Dig in to Find the “True” Problem Before Your Brain Creates a Alternative One

“You are receiving this email because your child’s math homework assignments are late. Please address this with them and ensure all homework is turned in on time.”

What do you mean my son’s homework is late? I thought he was good at math. This doesn’t make any sense!

Then the questions started coming into my head fast and furious:

  • Is he struggling in math?
  • Does he need tutoring?
  • Is he cutting class?
  • If he’s cutting class, is he hanging with the wrong crowd?
  • Do I really know his friends?
  • I bet he’s skipping class!
  • He’s hanging around some older kids that are influencing him!
  • He wants to drop out of school!

When he got home, I took a breath and told him about the email. I was ready for battle depending on what he said. His response; “Yeah dad, I get my work done but I forget my papers in my bag or locker and don’t bring them to class until I remember. I’m just not organized. I’ll try to do better.”

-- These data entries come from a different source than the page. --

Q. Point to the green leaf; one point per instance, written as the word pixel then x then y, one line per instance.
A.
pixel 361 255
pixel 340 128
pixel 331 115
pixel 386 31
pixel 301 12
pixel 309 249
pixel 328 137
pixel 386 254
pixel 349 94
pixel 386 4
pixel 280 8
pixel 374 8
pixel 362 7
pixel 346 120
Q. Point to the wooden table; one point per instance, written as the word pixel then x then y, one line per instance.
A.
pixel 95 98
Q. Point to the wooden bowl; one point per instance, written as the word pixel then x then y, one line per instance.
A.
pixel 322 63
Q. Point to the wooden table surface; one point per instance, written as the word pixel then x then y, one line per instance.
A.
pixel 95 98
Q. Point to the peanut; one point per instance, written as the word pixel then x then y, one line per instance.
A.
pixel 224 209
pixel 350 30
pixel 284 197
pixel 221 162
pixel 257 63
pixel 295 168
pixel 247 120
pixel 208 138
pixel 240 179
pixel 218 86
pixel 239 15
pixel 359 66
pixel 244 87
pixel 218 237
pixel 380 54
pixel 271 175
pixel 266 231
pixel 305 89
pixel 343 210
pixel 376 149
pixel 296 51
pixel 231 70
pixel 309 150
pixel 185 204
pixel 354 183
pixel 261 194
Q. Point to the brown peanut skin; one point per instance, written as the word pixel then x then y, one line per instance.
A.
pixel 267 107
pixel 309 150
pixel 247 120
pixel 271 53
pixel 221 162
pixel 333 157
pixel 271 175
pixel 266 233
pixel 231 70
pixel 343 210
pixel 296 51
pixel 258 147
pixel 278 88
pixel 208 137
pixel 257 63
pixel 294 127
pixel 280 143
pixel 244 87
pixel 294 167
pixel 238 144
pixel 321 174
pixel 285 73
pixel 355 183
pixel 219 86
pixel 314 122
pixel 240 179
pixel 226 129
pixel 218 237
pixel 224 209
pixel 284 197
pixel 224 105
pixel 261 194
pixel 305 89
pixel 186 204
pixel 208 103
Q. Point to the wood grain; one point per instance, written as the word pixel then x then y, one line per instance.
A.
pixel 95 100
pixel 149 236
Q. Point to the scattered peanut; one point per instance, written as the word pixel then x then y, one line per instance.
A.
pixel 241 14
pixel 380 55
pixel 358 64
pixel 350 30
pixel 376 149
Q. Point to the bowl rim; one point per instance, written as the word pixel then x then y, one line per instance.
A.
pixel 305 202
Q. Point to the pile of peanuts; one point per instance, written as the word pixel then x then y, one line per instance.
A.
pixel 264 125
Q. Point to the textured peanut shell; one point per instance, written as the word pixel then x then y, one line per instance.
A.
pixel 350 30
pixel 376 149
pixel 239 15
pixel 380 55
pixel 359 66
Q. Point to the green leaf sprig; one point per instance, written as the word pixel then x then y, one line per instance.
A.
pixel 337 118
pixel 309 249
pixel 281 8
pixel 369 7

So no cutting class and hanging around with the wrong kids? OK, I can deal with disorganized. After we talked for a little bit, we figured out he needed a new folder that he can carry around at all times. We went and bought it that very night. Within two days, all late homework was turned in!

When I read the email his homework was late, my mind right away went from he needs help to ready to pissed off. I bet this took less than a minute to happen!

This experience was a lesson. We are all faced with issues that arise at any time. Sometimes people mess up. However, you can’t expect perfection all the time. When you need to have a conversation, listen to identify the “TRUE” issue instead of letting your mind create an alternative reality.